In Bologna a group of collector created the museum of the toy soldiers, named after first president of the society managing it, Mario Massaccesi, eminent student of the art who the first understood early in 1970 the value and the historical importance of the figures, in those years located in private collections in different houses, founding the Society of the Historical Models and Figures sited in piazza Calderini. After his death, the collection of prof.Massaccesi was acquired by the Society, asking the status of juridic personality to the Ministry for the Cultural Heritage, and beginning "National".
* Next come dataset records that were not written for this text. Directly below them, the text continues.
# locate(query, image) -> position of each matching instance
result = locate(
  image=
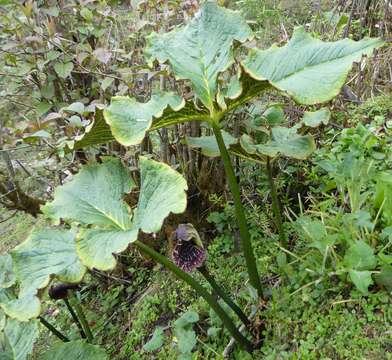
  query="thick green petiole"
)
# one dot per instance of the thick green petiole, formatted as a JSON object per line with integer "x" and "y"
{"x": 246, "y": 243}
{"x": 83, "y": 320}
{"x": 276, "y": 208}
{"x": 201, "y": 291}
{"x": 75, "y": 318}
{"x": 226, "y": 298}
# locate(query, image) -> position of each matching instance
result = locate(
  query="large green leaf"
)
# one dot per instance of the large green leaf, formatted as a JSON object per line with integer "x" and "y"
{"x": 46, "y": 253}
{"x": 129, "y": 120}
{"x": 162, "y": 191}
{"x": 98, "y": 132}
{"x": 361, "y": 279}
{"x": 250, "y": 88}
{"x": 202, "y": 49}
{"x": 208, "y": 144}
{"x": 94, "y": 196}
{"x": 97, "y": 246}
{"x": 7, "y": 276}
{"x": 283, "y": 141}
{"x": 75, "y": 350}
{"x": 20, "y": 337}
{"x": 308, "y": 69}
{"x": 22, "y": 309}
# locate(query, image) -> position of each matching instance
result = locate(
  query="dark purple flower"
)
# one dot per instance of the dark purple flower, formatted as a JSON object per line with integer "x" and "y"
{"x": 60, "y": 291}
{"x": 188, "y": 251}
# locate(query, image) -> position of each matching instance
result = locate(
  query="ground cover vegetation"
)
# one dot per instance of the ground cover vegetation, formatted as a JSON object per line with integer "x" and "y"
{"x": 195, "y": 180}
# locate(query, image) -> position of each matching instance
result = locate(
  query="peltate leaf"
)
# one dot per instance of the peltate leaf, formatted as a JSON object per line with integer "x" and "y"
{"x": 75, "y": 350}
{"x": 308, "y": 69}
{"x": 202, "y": 49}
{"x": 44, "y": 254}
{"x": 208, "y": 144}
{"x": 129, "y": 120}
{"x": 94, "y": 196}
{"x": 162, "y": 192}
{"x": 97, "y": 246}
{"x": 96, "y": 133}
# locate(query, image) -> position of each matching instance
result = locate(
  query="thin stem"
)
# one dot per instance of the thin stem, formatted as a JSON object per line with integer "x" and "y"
{"x": 276, "y": 204}
{"x": 83, "y": 320}
{"x": 53, "y": 330}
{"x": 220, "y": 292}
{"x": 75, "y": 318}
{"x": 201, "y": 291}
{"x": 246, "y": 243}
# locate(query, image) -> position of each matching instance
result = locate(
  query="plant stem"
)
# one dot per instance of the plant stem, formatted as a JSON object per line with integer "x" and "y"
{"x": 83, "y": 320}
{"x": 201, "y": 291}
{"x": 75, "y": 318}
{"x": 276, "y": 205}
{"x": 220, "y": 292}
{"x": 53, "y": 330}
{"x": 246, "y": 243}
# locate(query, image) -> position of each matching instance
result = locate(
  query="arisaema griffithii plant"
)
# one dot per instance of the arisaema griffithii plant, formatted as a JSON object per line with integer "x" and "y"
{"x": 306, "y": 69}
{"x": 101, "y": 224}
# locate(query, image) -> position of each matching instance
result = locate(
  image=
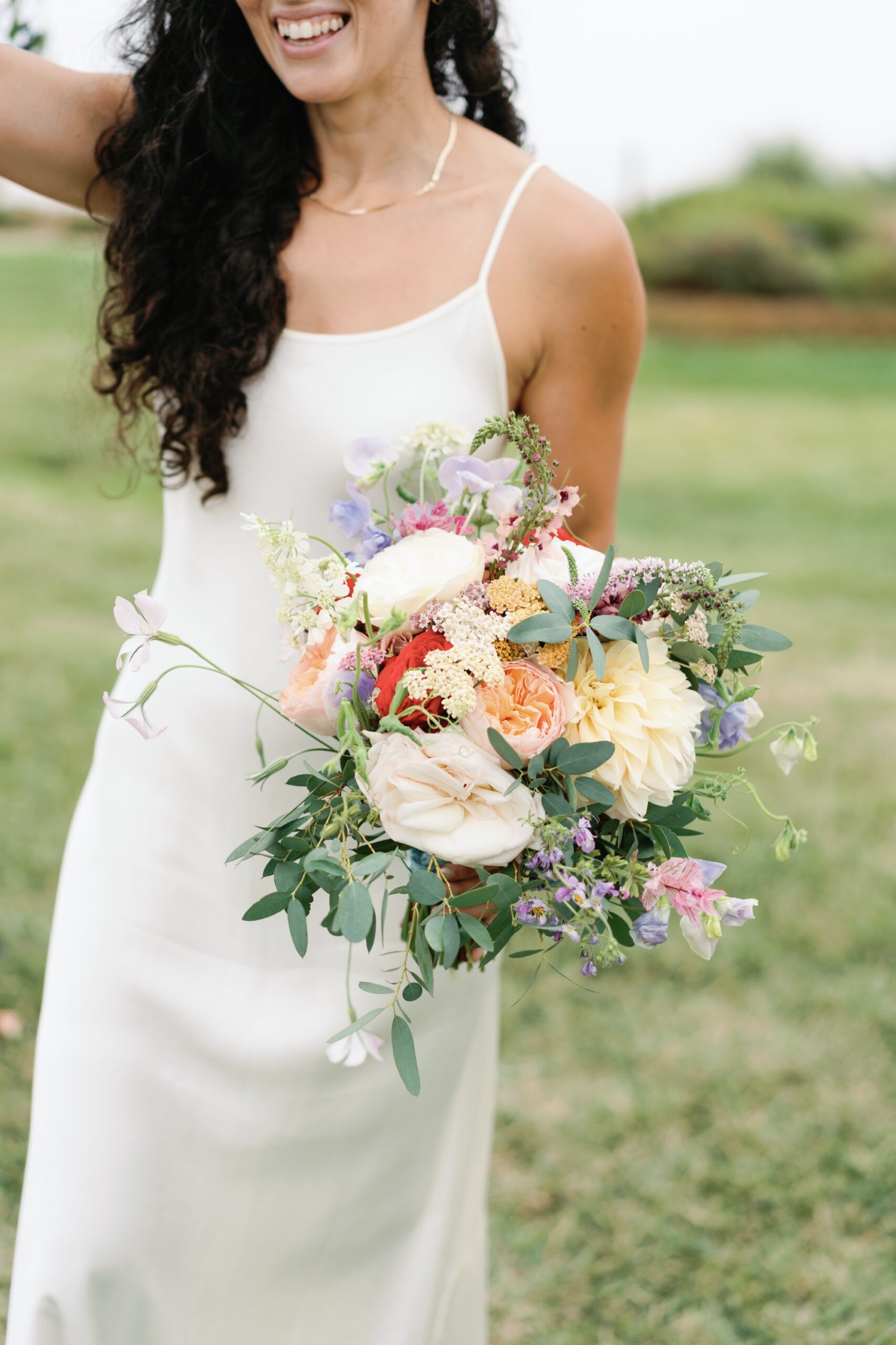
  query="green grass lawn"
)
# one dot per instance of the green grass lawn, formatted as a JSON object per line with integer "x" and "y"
{"x": 697, "y": 1154}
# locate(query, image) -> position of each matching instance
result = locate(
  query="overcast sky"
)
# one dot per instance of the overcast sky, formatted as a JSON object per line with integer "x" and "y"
{"x": 633, "y": 99}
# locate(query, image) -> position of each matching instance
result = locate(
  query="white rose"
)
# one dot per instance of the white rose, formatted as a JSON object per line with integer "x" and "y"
{"x": 419, "y": 570}
{"x": 549, "y": 563}
{"x": 446, "y": 796}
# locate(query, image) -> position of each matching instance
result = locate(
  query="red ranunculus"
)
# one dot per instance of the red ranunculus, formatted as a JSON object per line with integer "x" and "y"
{"x": 391, "y": 674}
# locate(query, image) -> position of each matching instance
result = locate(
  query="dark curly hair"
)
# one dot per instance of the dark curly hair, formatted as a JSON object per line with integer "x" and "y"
{"x": 209, "y": 166}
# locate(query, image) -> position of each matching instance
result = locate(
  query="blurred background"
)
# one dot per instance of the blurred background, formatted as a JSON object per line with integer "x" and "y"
{"x": 700, "y": 1154}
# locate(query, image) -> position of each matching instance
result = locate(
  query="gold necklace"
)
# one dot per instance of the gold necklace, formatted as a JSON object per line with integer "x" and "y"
{"x": 412, "y": 195}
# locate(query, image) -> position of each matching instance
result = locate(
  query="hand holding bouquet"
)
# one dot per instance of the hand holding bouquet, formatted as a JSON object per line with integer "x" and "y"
{"x": 502, "y": 697}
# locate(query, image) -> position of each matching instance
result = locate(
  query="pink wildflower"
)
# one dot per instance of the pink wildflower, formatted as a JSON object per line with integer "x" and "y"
{"x": 423, "y": 515}
{"x": 682, "y": 883}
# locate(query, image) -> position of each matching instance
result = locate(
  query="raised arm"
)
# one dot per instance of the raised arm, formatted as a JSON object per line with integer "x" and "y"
{"x": 50, "y": 120}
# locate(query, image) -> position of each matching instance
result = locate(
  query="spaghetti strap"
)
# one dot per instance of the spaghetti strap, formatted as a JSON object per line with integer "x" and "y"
{"x": 505, "y": 220}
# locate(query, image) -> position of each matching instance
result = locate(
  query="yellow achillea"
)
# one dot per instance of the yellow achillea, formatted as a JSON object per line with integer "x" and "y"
{"x": 514, "y": 596}
{"x": 555, "y": 656}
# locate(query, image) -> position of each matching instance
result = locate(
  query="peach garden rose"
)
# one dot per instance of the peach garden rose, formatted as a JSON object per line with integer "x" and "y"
{"x": 529, "y": 709}
{"x": 305, "y": 698}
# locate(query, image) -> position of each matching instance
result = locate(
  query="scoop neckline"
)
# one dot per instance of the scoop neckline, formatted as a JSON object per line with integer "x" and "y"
{"x": 334, "y": 338}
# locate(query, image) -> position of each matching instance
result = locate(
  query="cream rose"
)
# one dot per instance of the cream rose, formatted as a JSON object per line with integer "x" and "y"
{"x": 649, "y": 717}
{"x": 305, "y": 698}
{"x": 444, "y": 795}
{"x": 529, "y": 709}
{"x": 419, "y": 570}
{"x": 549, "y": 563}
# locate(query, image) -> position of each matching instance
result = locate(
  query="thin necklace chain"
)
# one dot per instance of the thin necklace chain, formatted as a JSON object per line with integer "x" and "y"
{"x": 434, "y": 182}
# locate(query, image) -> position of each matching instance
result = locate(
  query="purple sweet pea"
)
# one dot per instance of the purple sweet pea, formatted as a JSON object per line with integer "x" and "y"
{"x": 544, "y": 861}
{"x": 581, "y": 836}
{"x": 575, "y": 895}
{"x": 353, "y": 515}
{"x": 468, "y": 474}
{"x": 652, "y": 928}
{"x": 735, "y": 911}
{"x": 535, "y": 912}
{"x": 735, "y": 723}
{"x": 342, "y": 686}
{"x": 372, "y": 541}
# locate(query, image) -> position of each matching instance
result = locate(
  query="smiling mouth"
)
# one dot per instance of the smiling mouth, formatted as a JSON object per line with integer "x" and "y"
{"x": 308, "y": 33}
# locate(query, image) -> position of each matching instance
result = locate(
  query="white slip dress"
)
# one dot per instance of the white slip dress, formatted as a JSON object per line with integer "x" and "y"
{"x": 198, "y": 1172}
In 1990 the museum moved into the current seat and today it is the third museum in order of importance, after Kulmbach and Compiegne. More than 12000 figures are exhibited to the public, produced from 1800 to the present days, and they are divided in homogeneous groups: card figures, wood figures, printed tin figures, lead flat figures, paste figures, plastic figures hand painted, clay figures, small size figures for wargames, historical miniatures, dioramas. On the walls are paintings, sketches and relic regarding the story of the figures and uniforms. A really special series of pieces are a group of papal soldiers in light card, hand painted, going back the 1820 and belonged to the poet Giacomo Leopardi.
In 1997 a book illustrated in color was printed: Il Museo Nazionale del Soldatino "Mario Massaccesi" by R.Nannetti/Inchiostri Associati Editore.